Saray’ı çileden çıkartan gerçeklik, caydırıcılığının hiç olmadığını acı acı görmüş olmasıdır. Ankara parmağını salladığında karşı çıkmak Barzani’nin haddine mi? Ancak ne sallanan parmak ne de sınıra yığılan tanklar işe yaramadı. Bu gerçek artık çıplak gözle görülür hale geldi. Üstelik bir iç politika sorunu olarak değil önemli bir uluslararası sorun olarak dünya sahnesinde gözler önüne serildi. Uluslararası ortamda Ankara, özellikle son beş yıldır bağırıp çağıran, tutarsız, güvenilmez olduğunu defalarca kanıtladı. Bu ara Rusya ile ilişkiler yolunda görünüyor; ancak Astana Anlaşması’nın en kritik noktasına gelindi. İdlip temizlenecek! Bakalım bu çok zor süreçte Ankara neler yapacak?
Özellikle Arap isyanlarından beri Türkiye bölge ve dünya güç dengelerini iflah olmaz bir şekilde yanlış okuyor. “Bölgede oyun kurmak”, “sahada rol almak” iddiasında olan Ankara neredeyse tüm oyunun dışında kaldı. Ankara’nın canını en çok acıtan yanlış okuma ise Barzani ile ilgili olandır. “Yerinde oturup durması” gereken bu adam nasıl böyle bir riski göze alabildi?
Referandumun Barzani’nin siyasal geleceği ile çok yakın bir bağı olduğu biliniyor. Barzani bu konuda büyük riskleri göze alabileceğini epeydir göstermişti. Fakat Barzani’yi Kürt Federasyonu’nun kendi iç siyasal dengeleri kadar Irak’taki siyasal dengeler de referandum için zorlamıştır. Başka türlü söylersek Irak içi siyasal dengeler referandum için oldukça uygundu. Bağdat’ın gücü zayıflamaktaydı. Yeni kurulan Suudi, Körfez, Mısır ve gölgede duran İsrail ittifakı, Barzani için koşulları uygun hale getiriyordu. Ayrıca yakın zamanda Kerkük ve Musul savaşlarında peşmerge olumlu roller oynayarak önceki kötü izlenimleri kısmen onarmıştı.

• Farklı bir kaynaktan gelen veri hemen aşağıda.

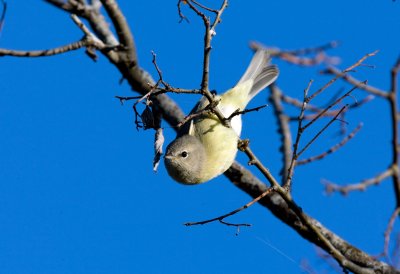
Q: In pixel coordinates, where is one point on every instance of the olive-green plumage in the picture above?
(205, 148)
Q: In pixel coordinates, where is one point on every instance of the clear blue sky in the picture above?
(77, 190)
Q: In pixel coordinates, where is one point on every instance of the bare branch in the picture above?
(330, 150)
(362, 186)
(388, 232)
(283, 129)
(222, 217)
(351, 80)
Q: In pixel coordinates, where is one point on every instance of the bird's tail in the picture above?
(260, 72)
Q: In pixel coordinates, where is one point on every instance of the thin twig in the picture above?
(361, 186)
(345, 71)
(330, 150)
(288, 181)
(388, 232)
(284, 131)
(353, 81)
(222, 217)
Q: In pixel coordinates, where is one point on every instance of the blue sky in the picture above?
(77, 190)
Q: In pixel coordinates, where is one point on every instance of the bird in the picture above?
(204, 147)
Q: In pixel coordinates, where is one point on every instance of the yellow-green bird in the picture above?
(204, 147)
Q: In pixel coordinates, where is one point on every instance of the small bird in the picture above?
(205, 148)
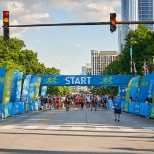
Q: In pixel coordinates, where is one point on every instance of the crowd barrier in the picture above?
(11, 109)
(139, 108)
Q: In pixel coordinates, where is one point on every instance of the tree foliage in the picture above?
(142, 42)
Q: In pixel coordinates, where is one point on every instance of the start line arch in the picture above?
(85, 80)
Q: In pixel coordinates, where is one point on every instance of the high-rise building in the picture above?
(135, 10)
(146, 11)
(100, 60)
(86, 69)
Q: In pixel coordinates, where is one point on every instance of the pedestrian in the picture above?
(117, 107)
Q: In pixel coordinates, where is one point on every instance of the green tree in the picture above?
(141, 40)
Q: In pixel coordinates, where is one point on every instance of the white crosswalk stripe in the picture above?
(53, 127)
(126, 129)
(102, 128)
(7, 127)
(30, 127)
(76, 127)
(149, 128)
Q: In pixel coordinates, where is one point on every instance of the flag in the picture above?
(146, 71)
(135, 71)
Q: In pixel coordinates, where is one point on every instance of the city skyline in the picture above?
(66, 48)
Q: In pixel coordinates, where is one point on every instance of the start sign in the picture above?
(85, 80)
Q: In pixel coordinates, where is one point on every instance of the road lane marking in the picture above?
(77, 128)
(30, 127)
(53, 127)
(48, 116)
(149, 128)
(126, 129)
(100, 128)
(7, 127)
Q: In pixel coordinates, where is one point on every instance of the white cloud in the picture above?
(35, 12)
(54, 61)
(37, 40)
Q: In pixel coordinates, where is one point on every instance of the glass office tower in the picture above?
(146, 11)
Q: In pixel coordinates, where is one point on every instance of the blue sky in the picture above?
(66, 48)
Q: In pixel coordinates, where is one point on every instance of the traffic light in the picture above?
(113, 22)
(6, 25)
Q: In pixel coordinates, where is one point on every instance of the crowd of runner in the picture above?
(74, 101)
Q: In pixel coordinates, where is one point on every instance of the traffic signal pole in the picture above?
(86, 23)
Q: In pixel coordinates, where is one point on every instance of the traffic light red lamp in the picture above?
(113, 22)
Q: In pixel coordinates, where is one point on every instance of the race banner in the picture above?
(151, 87)
(85, 80)
(123, 92)
(25, 89)
(128, 90)
(18, 90)
(44, 90)
(14, 86)
(2, 75)
(36, 92)
(8, 85)
(32, 87)
(144, 88)
(134, 87)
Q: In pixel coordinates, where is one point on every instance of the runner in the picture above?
(67, 102)
(94, 103)
(117, 107)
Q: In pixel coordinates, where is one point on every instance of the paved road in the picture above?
(76, 132)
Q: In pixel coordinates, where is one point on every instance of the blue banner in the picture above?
(43, 90)
(151, 87)
(85, 80)
(33, 87)
(134, 87)
(26, 85)
(14, 86)
(137, 108)
(18, 89)
(144, 88)
(2, 75)
(123, 92)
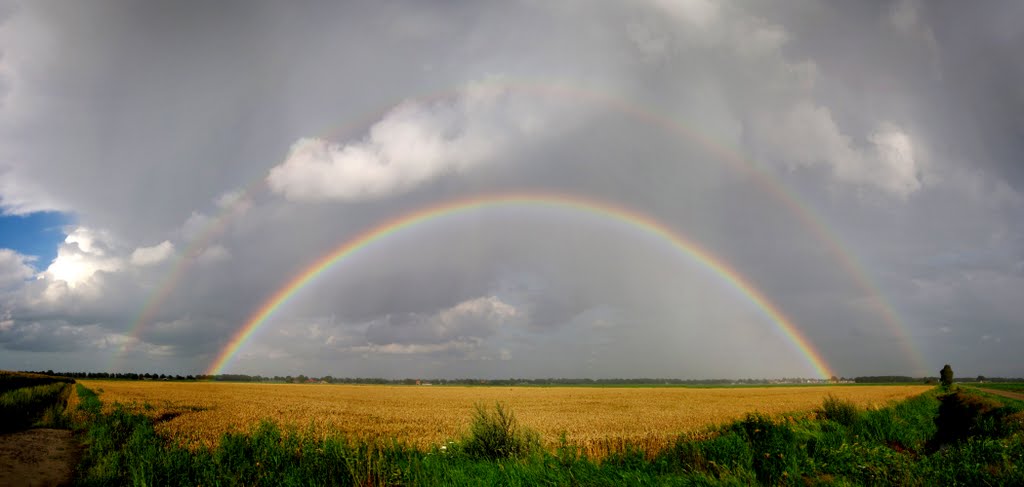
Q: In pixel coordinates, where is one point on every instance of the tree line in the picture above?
(301, 379)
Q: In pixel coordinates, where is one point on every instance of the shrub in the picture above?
(963, 414)
(497, 435)
(836, 409)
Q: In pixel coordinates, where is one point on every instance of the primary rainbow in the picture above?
(636, 220)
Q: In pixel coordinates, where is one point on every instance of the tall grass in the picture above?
(20, 408)
(886, 446)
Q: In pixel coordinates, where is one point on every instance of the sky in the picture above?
(762, 189)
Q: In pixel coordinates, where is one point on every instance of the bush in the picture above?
(963, 414)
(836, 409)
(497, 435)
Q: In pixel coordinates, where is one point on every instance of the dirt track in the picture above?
(38, 457)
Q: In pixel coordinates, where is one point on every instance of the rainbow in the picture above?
(643, 223)
(577, 91)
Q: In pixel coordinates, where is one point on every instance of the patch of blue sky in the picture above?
(36, 234)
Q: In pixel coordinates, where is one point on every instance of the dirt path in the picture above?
(38, 457)
(1011, 395)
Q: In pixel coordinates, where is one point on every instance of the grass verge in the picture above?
(932, 439)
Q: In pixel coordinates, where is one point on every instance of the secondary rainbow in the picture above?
(636, 220)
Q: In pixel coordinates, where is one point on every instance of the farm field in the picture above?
(599, 419)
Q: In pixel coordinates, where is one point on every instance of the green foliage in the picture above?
(946, 377)
(836, 409)
(23, 407)
(963, 414)
(885, 446)
(10, 381)
(497, 435)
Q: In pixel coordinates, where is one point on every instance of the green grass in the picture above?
(34, 405)
(932, 439)
(10, 381)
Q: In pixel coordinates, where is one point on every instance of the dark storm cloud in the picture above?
(896, 124)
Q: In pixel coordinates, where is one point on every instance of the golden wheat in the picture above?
(599, 419)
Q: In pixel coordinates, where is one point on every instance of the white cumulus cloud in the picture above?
(144, 256)
(807, 135)
(416, 142)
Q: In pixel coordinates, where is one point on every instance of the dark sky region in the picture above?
(166, 167)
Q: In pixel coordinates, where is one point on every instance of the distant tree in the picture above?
(946, 375)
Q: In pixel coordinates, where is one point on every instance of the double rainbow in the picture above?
(637, 221)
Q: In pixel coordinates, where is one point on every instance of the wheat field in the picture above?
(599, 419)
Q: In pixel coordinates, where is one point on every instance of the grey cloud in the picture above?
(162, 109)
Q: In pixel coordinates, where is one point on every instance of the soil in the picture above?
(38, 457)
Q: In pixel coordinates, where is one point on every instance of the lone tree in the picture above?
(946, 375)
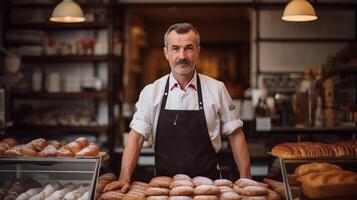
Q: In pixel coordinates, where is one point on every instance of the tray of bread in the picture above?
(315, 150)
(327, 178)
(41, 148)
(183, 187)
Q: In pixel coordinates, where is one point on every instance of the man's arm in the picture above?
(129, 160)
(240, 152)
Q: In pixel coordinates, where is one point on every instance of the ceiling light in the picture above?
(299, 11)
(67, 11)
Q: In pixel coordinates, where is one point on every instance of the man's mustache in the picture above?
(182, 62)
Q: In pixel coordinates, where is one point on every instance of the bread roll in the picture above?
(90, 150)
(83, 141)
(27, 150)
(75, 147)
(55, 144)
(229, 196)
(223, 182)
(181, 182)
(182, 177)
(254, 191)
(205, 197)
(206, 190)
(200, 180)
(181, 191)
(330, 184)
(161, 181)
(315, 167)
(39, 144)
(63, 152)
(112, 195)
(49, 151)
(156, 191)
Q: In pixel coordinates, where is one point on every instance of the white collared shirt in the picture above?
(221, 115)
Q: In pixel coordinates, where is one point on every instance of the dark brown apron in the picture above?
(182, 143)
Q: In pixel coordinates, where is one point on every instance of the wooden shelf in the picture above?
(311, 130)
(66, 58)
(59, 95)
(57, 26)
(39, 128)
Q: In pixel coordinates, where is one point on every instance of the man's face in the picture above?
(182, 52)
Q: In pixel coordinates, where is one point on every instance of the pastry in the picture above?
(200, 180)
(83, 141)
(161, 181)
(254, 191)
(181, 191)
(156, 191)
(90, 150)
(182, 177)
(223, 182)
(181, 182)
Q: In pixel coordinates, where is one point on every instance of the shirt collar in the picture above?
(173, 84)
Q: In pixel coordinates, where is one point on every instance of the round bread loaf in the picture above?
(223, 189)
(243, 182)
(83, 141)
(253, 198)
(181, 191)
(200, 180)
(156, 191)
(229, 196)
(206, 190)
(27, 150)
(161, 181)
(223, 182)
(254, 191)
(182, 182)
(133, 196)
(157, 198)
(74, 146)
(182, 177)
(205, 197)
(180, 198)
(39, 144)
(112, 195)
(63, 152)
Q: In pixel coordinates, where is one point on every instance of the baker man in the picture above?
(185, 114)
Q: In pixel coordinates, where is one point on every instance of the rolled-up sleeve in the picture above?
(228, 113)
(141, 122)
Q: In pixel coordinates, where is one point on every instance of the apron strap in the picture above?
(166, 93)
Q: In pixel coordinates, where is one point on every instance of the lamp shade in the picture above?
(67, 11)
(299, 11)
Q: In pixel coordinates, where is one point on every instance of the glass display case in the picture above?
(293, 185)
(55, 174)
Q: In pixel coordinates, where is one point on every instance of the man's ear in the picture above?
(165, 52)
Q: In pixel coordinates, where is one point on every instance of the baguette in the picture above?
(332, 184)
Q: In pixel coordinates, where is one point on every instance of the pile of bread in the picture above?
(183, 187)
(292, 150)
(29, 189)
(42, 148)
(324, 180)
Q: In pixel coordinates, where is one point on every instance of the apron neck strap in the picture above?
(166, 93)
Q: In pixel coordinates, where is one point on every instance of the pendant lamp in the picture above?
(67, 11)
(299, 11)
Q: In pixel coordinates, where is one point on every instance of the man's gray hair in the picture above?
(182, 28)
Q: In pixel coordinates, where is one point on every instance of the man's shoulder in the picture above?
(157, 84)
(210, 82)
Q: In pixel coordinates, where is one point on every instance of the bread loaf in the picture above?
(330, 184)
(315, 167)
(90, 150)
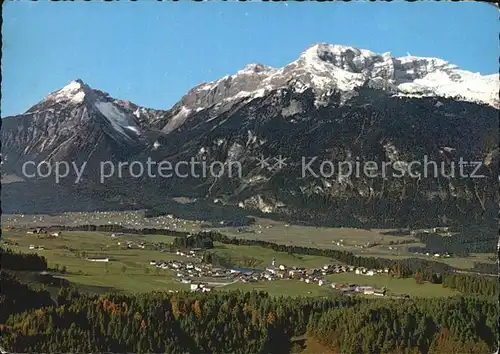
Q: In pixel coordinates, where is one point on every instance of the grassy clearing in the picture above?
(263, 257)
(126, 272)
(394, 285)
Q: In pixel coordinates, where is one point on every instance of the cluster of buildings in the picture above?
(314, 274)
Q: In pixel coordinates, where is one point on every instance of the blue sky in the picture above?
(153, 52)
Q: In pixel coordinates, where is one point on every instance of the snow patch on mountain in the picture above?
(118, 119)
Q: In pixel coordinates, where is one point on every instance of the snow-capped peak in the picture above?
(74, 92)
(327, 68)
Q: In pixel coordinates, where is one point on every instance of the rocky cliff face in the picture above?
(334, 103)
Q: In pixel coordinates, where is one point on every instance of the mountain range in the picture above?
(336, 103)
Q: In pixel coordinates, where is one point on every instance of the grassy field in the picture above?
(394, 285)
(126, 271)
(129, 269)
(261, 257)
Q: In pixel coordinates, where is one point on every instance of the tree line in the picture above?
(21, 261)
(251, 322)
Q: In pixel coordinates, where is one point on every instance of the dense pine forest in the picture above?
(251, 322)
(31, 320)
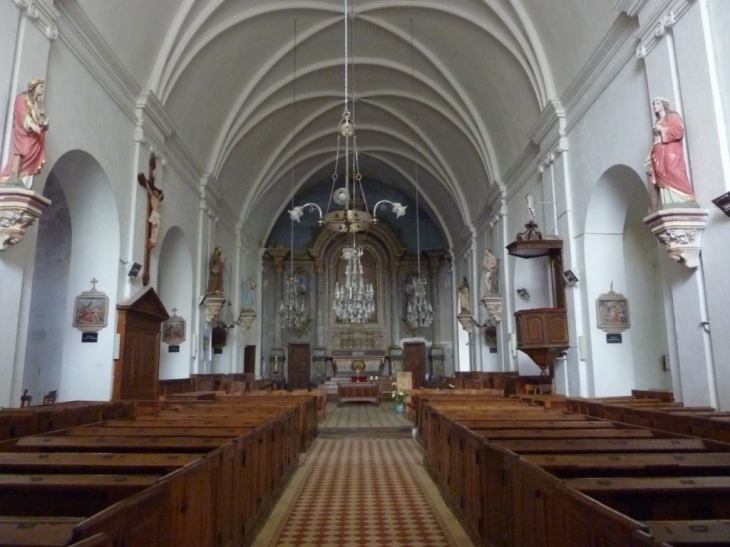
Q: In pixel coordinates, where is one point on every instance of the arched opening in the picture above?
(78, 240)
(48, 315)
(175, 288)
(620, 251)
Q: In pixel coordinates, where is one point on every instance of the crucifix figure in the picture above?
(154, 216)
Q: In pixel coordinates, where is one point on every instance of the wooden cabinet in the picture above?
(542, 334)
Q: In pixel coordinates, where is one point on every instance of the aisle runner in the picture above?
(362, 493)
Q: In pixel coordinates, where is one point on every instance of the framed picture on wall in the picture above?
(612, 312)
(91, 309)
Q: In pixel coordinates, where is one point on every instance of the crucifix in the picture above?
(154, 216)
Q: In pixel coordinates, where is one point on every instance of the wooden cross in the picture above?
(154, 197)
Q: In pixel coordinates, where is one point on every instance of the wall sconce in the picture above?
(134, 269)
(468, 322)
(723, 203)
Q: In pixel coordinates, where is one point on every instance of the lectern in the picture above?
(542, 333)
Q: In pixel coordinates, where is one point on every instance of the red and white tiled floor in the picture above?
(362, 492)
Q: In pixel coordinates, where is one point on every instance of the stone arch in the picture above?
(618, 249)
(82, 228)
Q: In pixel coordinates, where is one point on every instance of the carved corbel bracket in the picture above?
(680, 230)
(493, 305)
(213, 304)
(19, 208)
(246, 319)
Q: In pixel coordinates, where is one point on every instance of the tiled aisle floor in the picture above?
(362, 492)
(352, 415)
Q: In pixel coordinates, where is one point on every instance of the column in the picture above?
(277, 354)
(684, 62)
(437, 350)
(395, 350)
(26, 32)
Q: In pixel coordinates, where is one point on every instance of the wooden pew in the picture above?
(552, 478)
(698, 533)
(216, 499)
(69, 495)
(44, 532)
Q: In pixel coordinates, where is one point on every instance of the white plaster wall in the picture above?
(95, 237)
(644, 291)
(175, 288)
(48, 313)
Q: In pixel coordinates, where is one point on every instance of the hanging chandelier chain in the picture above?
(293, 307)
(419, 312)
(346, 57)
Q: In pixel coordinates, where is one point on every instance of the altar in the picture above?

Bu koşullar altında Washington’un tavrı önem taşıyordu. Beyaz Saray referanduma değil zamanlamasına karşıydı. Bu koşulları değerlendiren Barzani bazı riskleri göze alarak önemli bir adım attı.
Bu tabloyu siyasi olarak okuma yeteneğine sahip olmayan Ankara, konuya ne ölçüde çapsız yaklaştığını Saray’dan en son yapılan “Paran pulun var, otur oturduğun yerde.” açıklamasıyla açığa vurmuştur. Saray Habur Sınır Kapısı’nın kilidini ve petrol vanasını elinde tutmaya çok fazla güç atfetti. Güç dengeleri öyle değişken olabilir ki, elinizde tuttuğunuzu sandığının en büyük kozun bir balona dönüştüğünü acı ve öfkeyle görürsünüz. Ankara şimdi elindeki iki kilide bakarak, ne işe yarayacaklarını kestirmeye çalışıyor. Bir yandan da ayağının altındaki toprağın kaymakta olduğunu görüyor.
Komşularla sıfır sorundan, gele gele caydırma gücünün sıfıra indiği günlere gelindi. Sarayı çılgınlaştıran bu gerçektir. Bakalım Saray bağırıp çağırmaktan öteye neleri göze alabilecek!